# Building a RAG Agent with CrewAI

We will build a RAG agent with `CrewAI`by integrating `RagTool` from `crewai_tools` with a `CrewAI` agent. `RagTool` provides a way to create and query knowledge bases from various data sources, and allows the agent to access specialized context. We will provide the RAG tool a pdf file containing details about insurance coverage provided by a private health insurer. We will build an insurer agent specialized in answering queries related to health benefits. At the end, we will wrap this agent in an ACP server and make it interact with other ACP agents.

## 3.1. Import Libraries

In [2]:
# Need an agent to do the task
# Bring up some dependencies
from crewai import Crew, Task, Agent, LLM
from crewai_tools import RagTool

In [3]:
# filter unnecessary warnings
import warnings
warnings.filterwarnings('ignore')

## 3.2. Define the Agent's Large Language Model

We'll now define the large language model that will be used for our CrewAI agent. `max_tokens`: maximum number of tokens the model can generate in a single response.

**Note**: If we will define this model locally, it requires that we define the API key in a **.env** file as follows:
```
# Required
OPENAI_API_KEY=sk-...

# Optional
OPENAI_API_BASE=<custom-base-url>
OPENAI_ORGANIZATION=<your-org-id>
```

In [4]:
# we can use any model that we want to use aside of openai gpt-4
llm = LLM(model="openai/gpt-4", max_tokens=1024)

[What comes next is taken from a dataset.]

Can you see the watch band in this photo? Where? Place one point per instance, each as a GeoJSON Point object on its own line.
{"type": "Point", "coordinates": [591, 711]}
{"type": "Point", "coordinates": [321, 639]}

## 3.3. Define the RAG Tool

For the RAG tool, we can define the model provider and the embedding model in a configuration Python dictionary. We can also define the details of your vector database. If we don't specify the vector database, the RagTool will use Chroma (ChromaDB) as the default vector database in local/in-memory mode.

In [5]:
config = {
    "llm": {
        "provider": "openai",
        "config": {
            "model": "gpt-4",
        }
    },
    "embedding_model": {
        "provider": "openai",
        "config": {
            "model": "text-embedding-ada-002"
        }
    }
}

We can then pass the `config` to the `RagTool`, and then specify the data source for which the knowledge base will be constructed. When embedding our data, the `RagTool` chunks our document into chunks and creates an embedding vector for each chunk. We can specify the chunk size (`chunk_size`: number of characters) and how many characters overlap between consecutive chunks (`chunk_overlap`). We can also use the default behavior.

In [6]:
rag_tool = RagTool(config=config,  
                   chunk_size=1200,       
                   chunk_overlap=200, # make sure we're not cutting off channel incorrectly    
                  )
# we can change the source of document to be added in rag tool
rag_tool.add("../data/gold-hospital-and-premium-extras.pdf", data_type="pdf_file")

Inserting batches in chromadb: 100%|██████████| 1/1 [00:00<00:00, 12.92it/s]


In [7]:
# This our rag tools to define the agent
rag_tool

RagTool(name='Knowledge base', description="Tool Name: Knowledge base\nTool Arguments: {'query': {'description': None, 'type': 'str'}}\nTool Description: A knowledge base that can be used to answer questions.", args_schema=<class 'abc.RagToolSchema'>, description_updated=False, cache_function=<function BaseTool.<lambda> at 0x7f61f8736de0>, result_as_answer=False, summarize=False, adapter=EmbedchainAdapter(embedchain_app=<embedchain.app.App object at 0x7f61e78cf050>, summarize=False), config={'llm': {'provider': 'openai', 'config': {'model': 'gpt-4'}}, 'embedding_model': {'provider': 'openai', 'config': {'model': 'text-embedding-ada-002'}}})

## 3.4. Define the Insurance Agent

Now, we have the `rag_tool` defined to define the CrewAI agent that can assist with insurance coverage queries.

In [8]:
# we can change the role
insurance_agent = Agent(
    role="Senior Insurance Coverage Assistant", 
    goal="Determine whether something is covered or not",
    backstory="You are an expert insurance agent designed to assist with coverage queries",
    verbose=True, # it means as agent is running, we can see the progress (like ChatGPT is thinking....)
    allow_delegation=False, # we're not going to be passing off the task to other agents
    llm=llm,
    tools=[rag_tool], # pass our rag tool
    max_retry_limit=5 # give the time for the agent to find the answer for 5 times, if not it will be error
)

## 3.5. Define the Agent Task

Let's now test the insurance agent. For that, we need to define the agent task and pass to it the query and the agent.

In [9]:
# we can change the description
task1 = Task(
        description='What is the waiting period for rehabilitation?',
        expected_output = "A comprehensive response as to the users question",
        agent=insurance_agent
)

## 3.6. Run the Insurance Agent

To run the agent, we need to pass the agent and the task to a Crew object that you can run using the `kickoff` method.

In [10]:
crew = Crew(agents=[insurance_agent], tasks=[task1], verbose=True)
task_output = crew.kickoff() # it same like when we hit enter in ChatGPT
print(task_output)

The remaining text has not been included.